Le logement constitue le troisième pilier. La ville n’a pas vocation à devenir un vaste parc de logements sociaux administré. Le contrôle des loyers, présenté comme protecteur, a surtout asséché l’offre. Il faudra l’abolir. Redonner de l’air au marché, simplifier les normes, encourager la rénovation : voilà une politique efficace.
Les transports, enfin. Restreindre sans alternative crédible, bloquer sans fluidifier, pénaliser sans compenser : cette méthode a atteint ses limites. Paris doit redevenir accessible.
Et puis il y a l’esthétique. Paris n’est pas une ville quelconque. Elle est un patrimoine. S’inspirer de l’esprit du baron Haussmann, préserver les perspectives, exiger une architecture digne : ce n’est pas de la nostalgie, c’est du respect.
La droite ne gagnera que si elle parle d’ordre, de beauté et de prospérité retrouvée.
Plusieurs candidats briguent la mairie : Rachida Dati, qui incarne un discours de redressement et d’autorité ; Pierre-Yves Bournazel, issu du parti Horizons fondé par Édouard Philippe, sur une ligne plus centriste et hésitante face à Dati ; Sarah Knafo, plus offensive, notamment sur la dette et l’insécurité. L’attitude de Pierre-Yves Bournazel pose des questions légitimes sur sa volonté de tourner la page du socialisme. Quel est le calcul d’Edouard Philippe ? Pourquoi chercherait-il la défaite de Dati ?
Les ambitions sont légitimes. Les rivalités et coups bas politiques existent. Mais le mode de scrutin impose une évidence : si les listes de droite et du centre se neutralisent, la gauche conservera la mairie grâce à la prime majoritaire.
L’union ou le prolongement du déclin
L’enjeu dépasse la querelle d’ego. Il est stratégique et moral.
Pour tourner la page, l’ensemble des listes de droite et du centre doit s’unir au second tour derrière Rachida Dati dont les derniers sondages la donnent gagnante dans tous les cas sauf si Sarah Knafo et Pierre-Yves Bournazel refusent de s’allier avec elle.

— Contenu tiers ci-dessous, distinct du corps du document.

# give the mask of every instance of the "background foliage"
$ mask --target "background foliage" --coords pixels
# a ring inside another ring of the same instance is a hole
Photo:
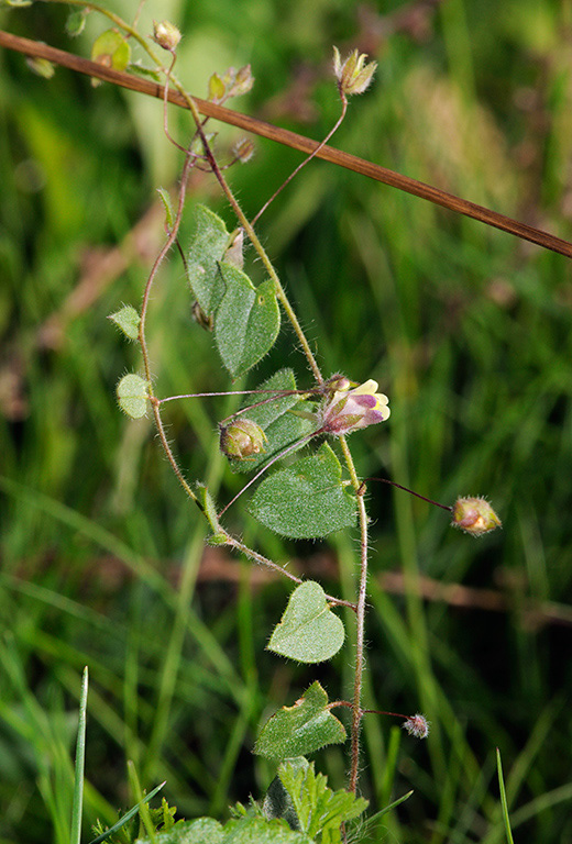
[[[113,7],[135,11],[131,0]],[[66,14],[35,3],[1,10],[0,24],[89,55],[107,24],[91,15],[72,42]],[[360,46],[377,79],[336,145],[572,237],[569,3],[150,0],[142,32],[153,16],[184,32],[177,69],[193,93],[250,62],[256,85],[238,108],[314,137],[338,114],[331,45]],[[163,236],[154,191],[174,186],[179,156],[158,102],[64,70],[46,81],[16,55],[0,62],[0,841],[44,842],[52,829],[66,840],[86,664],[87,822],[129,803],[125,758],[146,788],[166,778],[186,817],[223,818],[274,775],[251,755],[261,719],[316,671],[264,652],[288,585],[204,549],[205,525],[150,421],[128,421],[114,402],[139,360],[106,316],[140,301]],[[170,120],[185,138],[189,115]],[[217,131],[222,151],[237,140]],[[299,160],[270,142],[257,149],[231,175],[251,216]],[[191,195],[233,226],[213,179],[197,176]],[[485,493],[505,525],[473,541],[442,511],[370,489],[366,703],[419,709],[433,724],[420,746],[366,721],[371,808],[415,789],[372,840],[502,841],[498,745],[517,837],[572,841],[566,259],[320,162],[260,231],[324,370],[374,377],[391,397],[389,423],[353,443],[362,475],[444,503]],[[156,290],[163,393],[228,389],[175,255]],[[285,365],[308,377],[292,335],[255,378]],[[168,417],[189,477],[228,498],[240,477],[223,469],[215,430],[232,409],[187,401]],[[352,596],[350,537],[279,543],[243,522],[245,504],[230,520],[251,545]],[[342,651],[319,667],[330,698],[344,696],[349,663]],[[343,748],[317,762],[343,785]]]

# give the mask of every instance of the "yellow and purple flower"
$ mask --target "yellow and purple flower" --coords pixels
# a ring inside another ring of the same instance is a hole
[[[376,425],[389,419],[388,398],[377,392],[377,381],[370,379],[350,390],[336,390],[321,413],[321,430],[333,436],[351,434],[361,427]]]

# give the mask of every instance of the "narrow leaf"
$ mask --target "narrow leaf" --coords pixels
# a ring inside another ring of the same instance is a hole
[[[113,826],[110,826],[109,830],[106,830],[106,832],[102,832],[101,835],[98,835],[97,839],[92,839],[89,844],[101,844],[101,842],[106,841],[110,837],[110,835],[113,835],[118,830],[120,830],[122,826],[125,825],[128,821],[130,821],[134,814],[139,812],[141,809],[142,803],[148,803],[148,801],[155,797],[155,795],[161,791],[161,789],[164,787],[165,782],[161,782],[161,785],[156,786],[156,788],[153,789],[153,791],[150,791],[148,795],[145,795],[143,800],[134,806],[132,809],[129,810],[129,812],[125,812],[125,814],[119,819],[117,823],[113,824]]]
[[[165,222],[167,224],[167,229],[170,231],[173,229],[173,223],[175,222],[176,216],[173,209],[173,202],[170,201],[170,193],[168,190],[165,190],[165,188],[157,188],[157,193],[163,203],[163,208],[165,209]]]
[[[300,663],[322,663],[338,653],[344,637],[343,623],[331,611],[326,592],[307,580],[290,595],[267,648]]]
[[[501,762],[501,751],[498,747],[496,748],[496,770],[498,775],[498,788],[501,790],[501,806],[503,808],[503,822],[505,824],[506,841],[507,844],[514,844],[513,832],[510,830],[510,819],[508,817],[505,780],[503,777],[503,763]]]
[[[327,443],[263,480],[249,509],[266,528],[295,540],[326,536],[356,521],[355,499],[345,491],[340,462]]]
[[[283,707],[262,728],[254,753],[287,759],[315,753],[328,744],[342,744],[345,729],[332,715],[328,695],[318,681],[293,707]]]
[[[148,381],[131,373],[124,375],[117,386],[119,407],[131,417],[140,419],[147,411]]]
[[[70,844],[81,841],[81,808],[84,803],[84,768],[86,759],[86,721],[87,721],[88,670],[84,668],[81,696],[79,699],[79,723],[77,728],[76,764],[74,777],[74,802],[72,806]]]
[[[193,295],[207,316],[215,313],[224,295],[219,269],[229,243],[223,220],[205,206],[195,209],[195,234],[187,258],[187,278]]]
[[[222,363],[237,378],[272,348],[280,313],[272,280],[254,287],[234,264],[221,263],[224,295],[215,316],[215,336]]]

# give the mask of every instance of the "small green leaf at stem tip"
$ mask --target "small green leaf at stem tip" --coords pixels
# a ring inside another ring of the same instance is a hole
[[[249,510],[270,530],[294,540],[353,528],[358,518],[355,498],[345,491],[340,462],[328,443],[263,480]]]
[[[118,329],[121,329],[123,334],[130,340],[139,338],[139,326],[141,323],[141,316],[132,304],[125,304],[121,310],[109,315],[111,322],[114,322]]]
[[[117,386],[117,396],[121,410],[131,417],[140,419],[147,411],[148,381],[140,375],[124,375]]]
[[[157,188],[157,193],[163,203],[163,208],[165,209],[165,223],[167,230],[170,231],[175,223],[175,211],[173,209],[173,202],[170,201],[170,193],[165,188]]]
[[[338,653],[344,637],[343,623],[331,611],[321,586],[306,580],[290,595],[267,648],[300,663],[323,663]]]
[[[345,729],[332,715],[328,695],[318,681],[292,707],[279,709],[262,728],[254,753],[287,759],[315,753],[328,744],[343,744]]]
[[[131,60],[131,46],[117,30],[106,30],[94,42],[91,60],[113,70],[124,70]],[[100,85],[100,79],[91,79],[91,85]]]

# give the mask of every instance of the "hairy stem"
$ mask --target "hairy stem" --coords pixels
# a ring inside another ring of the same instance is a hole
[[[279,566],[277,563],[273,563],[272,559],[268,559],[267,557],[264,557],[262,554],[258,554],[256,551],[253,551],[252,548],[249,548],[248,545],[244,545],[239,540],[234,538],[234,536],[231,536],[230,534],[226,533],[227,537],[227,545],[231,548],[235,548],[237,551],[240,551],[244,556],[250,557],[255,563],[258,563],[261,566],[265,566],[266,568],[272,569],[273,571],[277,571],[280,575],[284,575],[285,577],[293,580],[295,584],[302,584],[304,579],[301,577],[297,577],[296,575],[293,575],[292,571],[288,571],[284,566]],[[326,595],[326,600],[329,603],[333,603],[337,607],[346,607],[350,610],[353,610],[356,612],[358,606],[355,603],[352,603],[352,601],[344,601],[341,598],[334,598],[332,595]]]
[[[355,612],[355,666],[353,675],[352,701],[352,746],[350,768],[350,791],[358,790],[360,775],[360,726],[362,721],[362,682],[365,641],[365,598],[367,590],[367,513],[363,496],[358,496],[360,511],[360,585],[358,589],[358,609]]]

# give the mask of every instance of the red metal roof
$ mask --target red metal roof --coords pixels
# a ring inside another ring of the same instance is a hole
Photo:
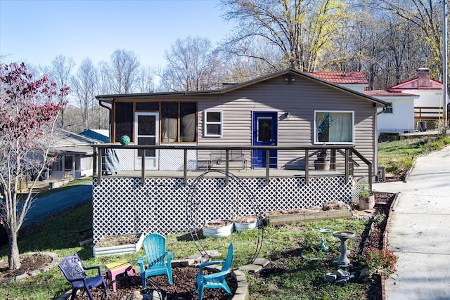
[[[307,72],[306,73],[337,84],[368,84],[362,72]]]
[[[373,90],[373,91],[364,91],[364,93],[367,96],[371,96],[372,97],[411,97],[411,96],[417,96],[417,95],[414,95],[412,93],[401,93],[401,91],[385,91],[385,90]]]

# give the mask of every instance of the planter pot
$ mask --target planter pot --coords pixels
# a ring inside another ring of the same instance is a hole
[[[371,209],[375,207],[375,196],[359,197],[359,209]]]
[[[262,223],[262,220],[258,220],[255,216],[240,217],[234,220],[234,229],[236,231],[248,230],[259,227]]]
[[[314,169],[316,170],[329,170],[330,169],[330,161],[329,160],[314,160]]]
[[[144,237],[142,233],[103,237],[92,248],[94,256],[136,253],[141,249]]]
[[[274,214],[276,211],[267,211],[266,219],[268,225],[290,224],[314,220],[328,219],[351,218],[351,209],[338,209],[329,211],[318,211],[315,212]]]
[[[233,227],[234,223],[231,220],[214,220],[206,222],[202,230],[205,237],[219,237],[230,235]]]

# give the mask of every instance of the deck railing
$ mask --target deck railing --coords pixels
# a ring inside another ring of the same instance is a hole
[[[329,161],[329,170],[333,171],[342,171],[345,176],[345,180],[347,181],[349,176],[353,176],[355,168],[362,168],[363,165],[367,166],[367,177],[370,185],[370,188],[372,188],[372,181],[373,176],[373,164],[364,157],[360,152],[359,152],[354,146],[353,145],[314,145],[314,146],[302,146],[302,147],[286,147],[286,146],[231,146],[231,147],[222,147],[222,146],[193,146],[193,145],[122,145],[119,144],[98,144],[94,147],[94,174],[96,174],[98,184],[101,183],[101,178],[103,174],[103,155],[99,155],[103,153],[106,149],[125,149],[125,150],[138,150],[141,151],[154,150],[183,150],[183,178],[184,183],[187,182],[188,171],[188,157],[189,150],[196,151],[207,151],[210,153],[217,152],[220,151],[224,155],[221,155],[220,167],[221,169],[224,169],[225,174],[228,174],[230,169],[231,169],[231,162],[233,159],[236,159],[236,155],[231,155],[231,153],[236,153],[236,152],[241,152],[242,153],[248,152],[251,153],[253,150],[264,150],[265,151],[265,161],[270,162],[271,152],[274,150],[277,151],[277,153],[284,153],[284,157],[280,157],[277,156],[278,159],[284,159],[286,162],[281,166],[278,166],[279,169],[289,169],[289,170],[302,170],[304,171],[304,177],[306,182],[311,176],[311,169],[314,169],[314,158],[319,156],[321,152],[326,152],[329,155],[327,160]],[[356,157],[355,157],[356,156]],[[289,160],[286,157],[292,157],[292,159]],[[356,158],[357,157],[357,158]],[[252,162],[250,157],[248,162],[251,168]],[[210,164],[214,163],[216,160],[211,157]],[[296,160],[297,159],[297,160]],[[208,159],[209,160],[209,159]],[[146,159],[141,159],[141,182],[143,185],[146,178]],[[236,160],[235,160],[236,161]],[[298,163],[298,161],[301,161],[301,163]],[[246,163],[247,163],[246,162]],[[271,179],[271,172],[274,170],[271,164],[265,164],[265,167],[259,168],[265,169],[265,177],[267,183],[269,183]],[[236,168],[236,164],[234,168]],[[245,167],[248,167],[245,166]],[[209,168],[210,167],[208,167]],[[366,167],[364,167],[364,169]],[[326,171],[325,171],[326,172]],[[229,176],[226,175],[225,182],[228,183]]]

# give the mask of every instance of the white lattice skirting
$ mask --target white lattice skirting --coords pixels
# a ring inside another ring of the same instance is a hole
[[[343,176],[265,178],[188,179],[96,178],[93,184],[94,240],[136,233],[163,235],[189,231],[206,221],[262,214],[340,200],[350,204],[352,178]]]

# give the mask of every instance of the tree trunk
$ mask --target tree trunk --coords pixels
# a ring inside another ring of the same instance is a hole
[[[9,240],[9,252],[8,260],[10,269],[18,269],[20,268],[20,260],[19,259],[19,247],[17,244],[17,233],[12,230],[8,233],[8,240]]]

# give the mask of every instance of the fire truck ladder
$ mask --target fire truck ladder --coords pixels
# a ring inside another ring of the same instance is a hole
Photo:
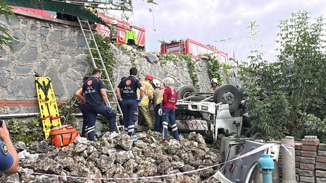
[[[181,54],[186,55],[186,41],[184,40],[180,40],[180,49],[181,49]]]
[[[109,103],[109,105],[110,106],[110,107],[112,108],[111,104],[116,104],[118,112],[118,114],[117,114],[117,115],[121,116],[121,117],[123,118],[123,116],[122,115],[122,111],[121,110],[121,107],[119,105],[119,103],[117,102],[118,99],[117,98],[115,91],[114,91],[113,86],[112,85],[112,83],[111,82],[111,80],[110,79],[110,77],[109,77],[109,74],[107,73],[107,71],[106,70],[106,67],[104,65],[104,63],[103,62],[103,59],[102,59],[102,56],[101,56],[101,54],[100,53],[100,51],[99,50],[98,47],[97,47],[97,44],[96,44],[96,42],[95,41],[95,38],[94,37],[94,35],[93,34],[93,32],[92,32],[92,29],[91,28],[90,26],[89,25],[89,23],[88,23],[88,21],[87,20],[81,20],[79,17],[77,17],[77,20],[78,21],[78,23],[79,24],[80,29],[82,30],[82,32],[83,33],[84,38],[85,38],[85,40],[86,42],[86,45],[87,46],[87,48],[88,49],[88,52],[89,52],[89,55],[90,56],[90,57],[92,59],[92,62],[93,63],[93,66],[94,66],[94,68],[96,69],[97,68],[96,63],[99,63],[99,62],[100,62],[102,65],[102,67],[103,69],[99,69],[102,71],[102,72],[103,71],[104,71],[104,73],[105,73],[105,76],[106,78],[106,79],[103,79],[102,80],[104,81],[108,81],[109,83],[110,84],[110,90],[108,90],[108,92],[112,93],[114,100],[115,100],[115,102],[110,102],[109,99],[108,98],[107,100]],[[85,27],[83,27],[83,25],[85,25],[85,24],[87,27],[86,28],[85,28]],[[91,38],[89,39],[86,37],[85,32],[90,33],[91,35]],[[90,48],[89,46],[89,44],[88,44],[88,41],[90,41],[91,43],[91,42],[93,42],[94,43],[94,45],[95,45],[95,48]],[[94,57],[93,56],[93,54],[92,54],[92,50],[96,51],[96,52],[97,52],[97,55],[98,55],[98,57],[99,57],[98,58],[94,58]],[[121,128],[121,131],[123,132],[124,131],[123,126],[120,125],[120,123],[119,122],[119,121],[118,120],[116,119],[115,121],[116,121],[115,124],[116,125],[116,127],[118,130],[118,132],[120,133],[119,128]]]

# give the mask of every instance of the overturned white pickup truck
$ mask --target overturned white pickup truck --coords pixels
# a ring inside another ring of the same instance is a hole
[[[250,128],[242,88],[230,85],[219,87],[214,92],[197,92],[192,86],[178,89],[176,123],[180,132],[195,131],[208,140],[217,134],[236,135]]]

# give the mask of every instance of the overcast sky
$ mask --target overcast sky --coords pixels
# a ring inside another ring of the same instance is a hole
[[[225,42],[224,51],[232,55],[234,49],[236,58],[242,60],[250,54],[246,28],[250,22],[259,25],[261,51],[265,53],[266,60],[273,62],[279,20],[302,10],[311,12],[312,18],[326,13],[325,0],[155,0],[158,5],[152,5],[152,16],[148,11],[151,5],[132,2],[132,19],[146,28],[147,51],[159,51],[158,40],[185,38],[222,50],[222,44],[214,41],[231,38]]]

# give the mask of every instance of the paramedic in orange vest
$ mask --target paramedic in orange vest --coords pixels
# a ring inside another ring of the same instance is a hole
[[[159,87],[159,90],[155,92],[154,106],[155,106],[155,127],[154,131],[159,132],[161,125],[162,116],[158,114],[158,110],[161,108],[161,104],[163,100],[163,94],[165,87],[163,86]]]
[[[145,81],[141,82],[141,85],[144,88],[144,93],[142,100],[141,100],[141,102],[138,105],[138,109],[140,113],[144,116],[145,122],[147,124],[148,129],[152,130],[154,130],[154,123],[153,119],[152,119],[150,115],[149,103],[153,100],[154,93],[155,93],[154,88],[153,88],[151,84],[153,82],[153,76],[150,74],[147,74],[145,77]],[[137,95],[139,98],[140,96],[139,90],[137,90]]]
[[[130,24],[129,30],[126,31],[125,36],[125,44],[128,45],[138,45],[137,43],[137,36],[136,36],[136,32],[132,30],[133,26]]]
[[[19,158],[5,121],[2,121],[2,125],[0,126],[0,171],[6,174],[16,173],[19,168]]]

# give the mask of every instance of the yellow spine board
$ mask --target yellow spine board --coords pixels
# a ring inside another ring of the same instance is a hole
[[[37,77],[35,79],[35,84],[41,118],[43,124],[43,131],[45,134],[45,139],[48,139],[51,127],[61,125],[57,100],[49,77]]]

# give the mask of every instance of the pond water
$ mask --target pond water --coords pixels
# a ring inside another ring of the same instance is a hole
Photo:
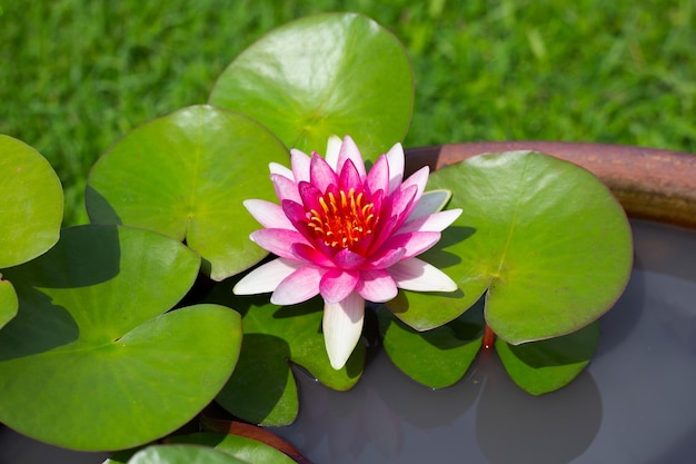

Dans ce cadre, une répartition claire des responsabilités doit rassurer toutes les ambitions : Sarah Knafo pourrait assumer la fonction stratégique de 1ʳᵉ adjointe aux finances, garantissant fermeté et contrôle des dépenses, tandis que Pierre-Yves Bournazel occuperait le poste de second adjoint, en charge de l’urbanisme et du dialogue avec les arrondissements.
L’union n’est pas un compromis tactique : elle est la condition pour offrir aux Parisiens une véritable alternative à vingt-cinq ans de saccage idéologique.
Paris mérite mieux qu’une gestion idéologique et dogmatique. Elle mérite une ambition claire, une autorité assumée et une vision d’ensemble. Elle mérite que l’on cesse de la traiter comme un laboratoire urbain et que l’on protège son patrimoine tout en préparant son avenir.
En 2026, il ne s’agira pas simplement de choisir un maire. Il s’agira de savoir si Paris accepte le saccage comme norme — ou si elle décide de redevenir pleinement elle-même, de redevenir cette ville dont on pouvait dire sans ironie : Paris est une fête.